# Random Forest Classifier from Scratch

## Introduction

In this iPython Notebook, we will implement the random forest classification algorithm from scratch, with helps from the C4.5 decision tree classifier that we built previously.  Random forest is an ensemble method of machine learning, wich combines output of various decision tree classifier, and vote for their majority.

In [5]:
import pandas as pd
import numpy as np
import c45dtree as dt


## Bagging Samples

Random forest would build a set of decision trees.  For each tree, its input data was drawn from the bootstrap samples (random with replacement) of the original data, as shown belows:

|Original Data|1|2|3|4|5|6|7|8|9|10|
|--|--|--|--|--|--|--|--|--|--|--|
|Bagging (1)|7|8|10|8|2|5|10|10|5|9|
|Bagging (2)|1|4|9|1|2|3|2|7|3|2|
|Bagging (3)|1|8|5|10|5|5|9|6|3|7|

For those samples not being drwan at each iteration, they are called out-of-bag samples.


In [6]:
def bagSamples(m):
    b = np.random.choice(m, size=m, replace=True)
    oob = [i for i in xrange(m) if i not in b]
    return b, oob


## Random Features Selection

The theory is that the combining of a set of weak classifiers would deliver a strong classifier.  Adding to drawing bootstap sample inputs, We generate a set of weaker decision tree classifiying by only selecting $\sqrt { n }$ of random features to build trees.

In [7]:
import sys

def buildForest(X, y, forestSize=100, maxDepth=50, minLeafSize=1):
    forest = []
    oobs = []
    
    for k in xrange(forestSize):
        sys.stdout.write("\rIteration #%d" % k)
        sys.stdout.flush()
        
        b, oob = bagSamples(len(y))
        X_k = X.iloc[b]
        y_k = y.iloc[b]
        tree_k = dt.buildTree(X_k, y_k, maxDepth=maxDepth, minLeafSize=minLeafSize, randomFeatrue=True)
        forest.append(tree_k)
        oobs.append(oob)
        
    return forest, oobs


## Vote Classifier Majority

In [8]:
def predictForest(row, forest):
    p = []
    for k in xrange(len(forest)):
        p.append(dt.predictTree(row, forest[k]))

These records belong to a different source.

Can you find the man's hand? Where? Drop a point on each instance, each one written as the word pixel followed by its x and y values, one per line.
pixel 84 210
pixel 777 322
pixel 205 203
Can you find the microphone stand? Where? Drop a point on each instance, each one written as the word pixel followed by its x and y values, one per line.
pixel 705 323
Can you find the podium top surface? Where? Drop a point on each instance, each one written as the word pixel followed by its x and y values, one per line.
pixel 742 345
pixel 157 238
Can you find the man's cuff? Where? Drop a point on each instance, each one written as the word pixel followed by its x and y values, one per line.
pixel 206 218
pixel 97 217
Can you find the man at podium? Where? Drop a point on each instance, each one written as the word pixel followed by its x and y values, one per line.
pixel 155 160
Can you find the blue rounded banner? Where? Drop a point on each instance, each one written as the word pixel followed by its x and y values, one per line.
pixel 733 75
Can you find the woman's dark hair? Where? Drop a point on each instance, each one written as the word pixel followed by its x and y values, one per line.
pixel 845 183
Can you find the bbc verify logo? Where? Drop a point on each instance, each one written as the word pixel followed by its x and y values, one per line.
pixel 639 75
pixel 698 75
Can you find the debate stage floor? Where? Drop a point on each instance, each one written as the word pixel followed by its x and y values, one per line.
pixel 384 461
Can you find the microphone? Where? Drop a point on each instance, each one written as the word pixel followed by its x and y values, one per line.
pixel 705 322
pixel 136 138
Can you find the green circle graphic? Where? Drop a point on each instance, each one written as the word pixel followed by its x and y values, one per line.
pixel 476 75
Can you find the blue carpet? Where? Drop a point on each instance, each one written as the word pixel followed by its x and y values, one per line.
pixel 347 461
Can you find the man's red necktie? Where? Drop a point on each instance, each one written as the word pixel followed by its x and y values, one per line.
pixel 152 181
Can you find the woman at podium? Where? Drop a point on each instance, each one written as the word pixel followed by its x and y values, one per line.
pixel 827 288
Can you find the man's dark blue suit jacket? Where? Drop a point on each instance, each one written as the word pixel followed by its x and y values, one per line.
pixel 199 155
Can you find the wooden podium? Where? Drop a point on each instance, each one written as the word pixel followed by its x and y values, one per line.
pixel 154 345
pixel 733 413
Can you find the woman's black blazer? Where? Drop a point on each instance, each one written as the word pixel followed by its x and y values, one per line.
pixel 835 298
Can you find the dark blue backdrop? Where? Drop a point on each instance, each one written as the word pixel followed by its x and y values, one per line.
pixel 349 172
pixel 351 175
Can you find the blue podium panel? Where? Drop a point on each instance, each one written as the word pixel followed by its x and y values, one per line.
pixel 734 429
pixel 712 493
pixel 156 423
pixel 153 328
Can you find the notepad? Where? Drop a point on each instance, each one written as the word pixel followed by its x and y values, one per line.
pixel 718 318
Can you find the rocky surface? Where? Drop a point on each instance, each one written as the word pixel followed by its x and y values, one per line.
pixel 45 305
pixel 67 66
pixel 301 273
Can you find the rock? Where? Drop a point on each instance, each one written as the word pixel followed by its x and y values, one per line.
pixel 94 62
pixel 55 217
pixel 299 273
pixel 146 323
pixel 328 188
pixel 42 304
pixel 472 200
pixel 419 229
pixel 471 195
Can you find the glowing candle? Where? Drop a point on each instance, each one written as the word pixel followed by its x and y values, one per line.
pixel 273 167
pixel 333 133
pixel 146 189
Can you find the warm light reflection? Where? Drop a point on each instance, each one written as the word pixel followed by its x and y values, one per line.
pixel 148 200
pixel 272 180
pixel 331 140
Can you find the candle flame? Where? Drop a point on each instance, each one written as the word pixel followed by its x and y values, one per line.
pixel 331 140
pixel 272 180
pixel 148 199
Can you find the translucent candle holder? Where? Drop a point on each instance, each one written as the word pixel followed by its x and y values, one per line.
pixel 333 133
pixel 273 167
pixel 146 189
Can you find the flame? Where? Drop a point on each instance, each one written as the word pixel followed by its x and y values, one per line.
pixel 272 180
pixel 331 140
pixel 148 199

    return dt.voteMajority(p)


## Out-of-bag Estimation

In [9]:
def oobError(X, y, oobs, forest):
    pred = []
    hist = []
    for k in xrange(len(forest)):
        pred.append(X.iloc[oobs[k]].apply(lambda row: dt.predictTree(row, forest[k]), axis=1))
        hist.append(pd.DataFrame(pred).apply(lambda col: dt.voteMajority(col)) )
        
    return pd.DataFrame(hist).apply(lambda row: np.mean((row-y[row.index])**2), axis=1)


## Submit Kaggle Titanic Competition

In [10]:
def submitTitanic():
    df = dt.prepareTitanic("train.csv")
    X = df[["Pclass", "Sex", "Age", "SibSp", "Parch", "Fare", "Embarked", "Title", "HasCabin", "FamilySize"]]
    y = df["Survived"]
    forest, oobs = buildForest(X, y, forestSize=500, maxDepth=10, minLeafSize=1)

    df_test = dt.prepareTitanic("test.csv")
    X_test = df_test[["Pclass", "Sex", "Age", "SibSp", "Parch", "Fare", "Embarked", "Title", "HasCabin", "FamilySize"]]
    p_test = X_test.apply(lambda row: predictForest(row, forest), axis=1)
    submission = pd.DataFrame({ "PassengerId": df_test["PassengerId"],
                                "Survived": p_test})
    submission.to_csv("forest.csv", index=False)
    return forest, oobs

#uncomment to run
forest, oobs = submitTitanic()
#500, 8, 1, 0.80861


Iteration #499